GRACE: A Granular Benchmark for Evaluating Model Calibration against Human Calibration
Yoo Yeon Sung, Eve Fleisig, Yu Hou, Ishan Upadhyay, Jordan Lee Boyd-Graber
TL;DR
GRACE presents a granular, human-grounded benchmark for evaluating model calibration by using incremental, adversarial clues and live human-vs-model competitions. It introduces CalScore, a human-adjusted calibration metric that factors in human performance to penalize confidently wrong or underconfident model behavior relative to humans. The dataset enables per-instance calibration analysis and reveals that state-of-the-art models remain significantly miscalibrated compared with humans, despite sometimes higher raw accuracy. CalScore correlates with traditional metrics but uncovers additional miscalibration patterns, especially for weaker models, highlighting concrete directions to improve calibration and human–AI collaboration. Overall, GRACE provides a principled framework for diagnosing and guiding progress toward better-calibrated language models.
Abstract
Language models are often miscalibrated, leading to confidently incorrect answers. We introduce GRACE, a benchmark for language model calibration that incorporates comparison with human calibration. GRACE consists of question-answer pairs, in which each question contains a series of clues that gradually become easier, all leading to the same answer; models must answer correctly as early as possible as the clues are revealed.
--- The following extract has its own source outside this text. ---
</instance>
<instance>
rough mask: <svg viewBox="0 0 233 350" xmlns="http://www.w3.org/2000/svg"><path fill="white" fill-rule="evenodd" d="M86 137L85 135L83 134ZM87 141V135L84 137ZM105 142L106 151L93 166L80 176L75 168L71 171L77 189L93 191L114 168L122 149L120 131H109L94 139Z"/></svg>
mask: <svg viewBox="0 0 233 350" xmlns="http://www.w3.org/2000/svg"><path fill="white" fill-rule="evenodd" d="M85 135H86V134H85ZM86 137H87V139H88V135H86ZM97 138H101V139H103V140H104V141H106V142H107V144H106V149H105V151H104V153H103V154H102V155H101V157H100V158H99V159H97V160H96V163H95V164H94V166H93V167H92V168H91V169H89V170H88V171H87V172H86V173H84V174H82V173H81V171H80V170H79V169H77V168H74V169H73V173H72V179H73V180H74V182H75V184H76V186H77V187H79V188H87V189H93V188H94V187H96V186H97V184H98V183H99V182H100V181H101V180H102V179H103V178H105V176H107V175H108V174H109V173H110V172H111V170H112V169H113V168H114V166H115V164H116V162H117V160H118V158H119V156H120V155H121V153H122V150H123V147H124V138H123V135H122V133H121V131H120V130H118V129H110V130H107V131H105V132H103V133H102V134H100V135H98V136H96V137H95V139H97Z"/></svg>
This setting permits granular measurement of model calibration based on how early, accurately, and confidently a model answers. After collecting these questions, we host live human vs. model competitions to gather 1,749 data points on human and model teams' timing, accuracy, and confidence. We propose a metric, CalScore, that uses GRACE to analyze model calibration errors and identify types of model miscalibration that differ from human behavior. We find that although humans are less accurate than models, humans are generally better calibrated. Since state-of-the-art models struggle on GRACE, it effectively evaluates progress on improving model calibration.